Question

Prove that if the number of states in a Markov chain is M, and if state j can be reached from state i, i.e. j is accessible from i, then it can be reached in M steps or less.

Answer 1

Overview of proof (by contradiction):

• Assume by contradiction it takes more than
  `M` steps to reach
  `j` from
  `i`.
• By assumption, the shortest path from
  `i` to
  `j` should includes more than
  `M` steps.
• Apply the pigeonhole principle to demonstrate that at least one state will be repeated along this path, forming a loop.
• Define a new path from the original path, bypassing the loop.
• Notice that this new path still goes from
  `i` to
  `j`. However, unlike the original path, this new path is strictly shorter because it skipped the loop.
• Arrive at a contradiction with the previous assumption: the original path isn't the shortest from
  `i` to
  `j`.

Step-by-step explanation:

Since state
`j` is accessible from state
`i`, there exists a path
`P = \lbrace s_(1),\, \dots,\, s_(n)\rbrace` where
`s_(1) = i` and
`s_(n) = j`. For
`P` to be a valid path,
`s_(x+1)` must be a neighbor of
`s_(x)` for each integer
`1 \le x \le m-1`. Notice that there are
`n` states in path
`P`, meaning that it would take
`(n - 1)` steps to go from
`i\!` to
`j` following this path.

Assume by contradiction it takes strictly more than
`M` steps to go from state
`i` to state
`j`. In other words, any path that goes from state
`i\!` to state
`j\!` should include at least
`(M + 1)` states.

Let
`P = \lbrace s_(1),\, \dots,\, s_(n)\rbrace` be the shortest path from state
`s_(1) = i` to state
`s_(n) = j`. Under the assumption,
`n > (M + 1)`.

Note that the number of states visited in
`P` exceeds the total number of states in this Markov chain:
`n > M`. By the pigeonhole principle, it is not possible to define an injective map from
`P` to the set of states
`S` because
`|P| > |S|`. In simpler words, at least one state in this Markov chain is repeated in the list of states visited along path
`P`.

Assume that the
`k`th state
`s_(k)` in path
`P` is repeated.
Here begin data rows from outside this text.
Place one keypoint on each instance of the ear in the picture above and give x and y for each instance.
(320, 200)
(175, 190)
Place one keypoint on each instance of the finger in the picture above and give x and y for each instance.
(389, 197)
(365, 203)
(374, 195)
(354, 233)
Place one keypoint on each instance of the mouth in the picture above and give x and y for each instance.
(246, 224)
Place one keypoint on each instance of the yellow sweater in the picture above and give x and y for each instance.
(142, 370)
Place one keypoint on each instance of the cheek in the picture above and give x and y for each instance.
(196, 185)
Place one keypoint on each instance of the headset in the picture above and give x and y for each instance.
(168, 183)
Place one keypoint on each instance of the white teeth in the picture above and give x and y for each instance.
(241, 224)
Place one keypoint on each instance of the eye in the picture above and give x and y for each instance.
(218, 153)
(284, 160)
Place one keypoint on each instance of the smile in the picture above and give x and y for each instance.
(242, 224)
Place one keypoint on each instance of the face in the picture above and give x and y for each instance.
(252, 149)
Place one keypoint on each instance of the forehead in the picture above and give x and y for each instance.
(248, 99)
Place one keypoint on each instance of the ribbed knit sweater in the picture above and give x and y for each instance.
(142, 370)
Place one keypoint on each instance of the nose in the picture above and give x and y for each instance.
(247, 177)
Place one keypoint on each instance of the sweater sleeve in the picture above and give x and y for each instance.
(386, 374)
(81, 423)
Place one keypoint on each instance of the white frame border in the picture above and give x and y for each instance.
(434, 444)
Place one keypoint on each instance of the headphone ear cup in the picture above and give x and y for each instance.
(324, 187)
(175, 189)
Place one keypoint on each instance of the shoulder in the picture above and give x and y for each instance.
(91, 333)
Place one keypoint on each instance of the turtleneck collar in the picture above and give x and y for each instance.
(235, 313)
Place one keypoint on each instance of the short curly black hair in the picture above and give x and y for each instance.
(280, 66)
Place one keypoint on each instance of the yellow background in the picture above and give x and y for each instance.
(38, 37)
There would exist an integer
`r` (
`r > 0`) such that
`s_(k) = s_(k+r)`:

`P = \lbrace s_(1),\, s_(2),\, \dots,\, s_(k),\, s_(k+1),\, \dots,\, \underbrace{s_(k+r)}_{=s_(k)},\,s_(k+r+1),\, \dots,\, s_(n)\rbrace`.

Notice that
`s_(k+r+1)` is a neighbor of
`s_(k+r)`. However, because
`s_(k) = s_(k+r)`,
`s_(k+r+1)\!` is also a neighbor of
`s_(k)`. The following would also be a valid path between
`s_(1) = i` and
`s_(n) = j`.:

`P^(\prime) = \lbrace s_(1),\, s_(2),\, \dots,\, s_(k),\, s_(k+r+1),\, \dots,\, s_(n)\rbrace`.

However, path
`P^(\prime)` contains
`r` fewer steps than path
`P`. This observation is a contradiction of the previous assumption that path
`P\!` is the shortest path from state
`i` to state
`j`.

In simpler words, between step
`k` and step
`(k+r-1)`, the original path
`P` went through a loop of
`r` steps (
`r > 0`) that eventually goes back to
`s_(k)`. Skipping this loop creates a new path
`P^(\prime)`, which is also a valid path between
`s_(1) = i` and
`s_(n) = j`. However, the new path would be strictly shorter than the original path, which leads to a contradiction.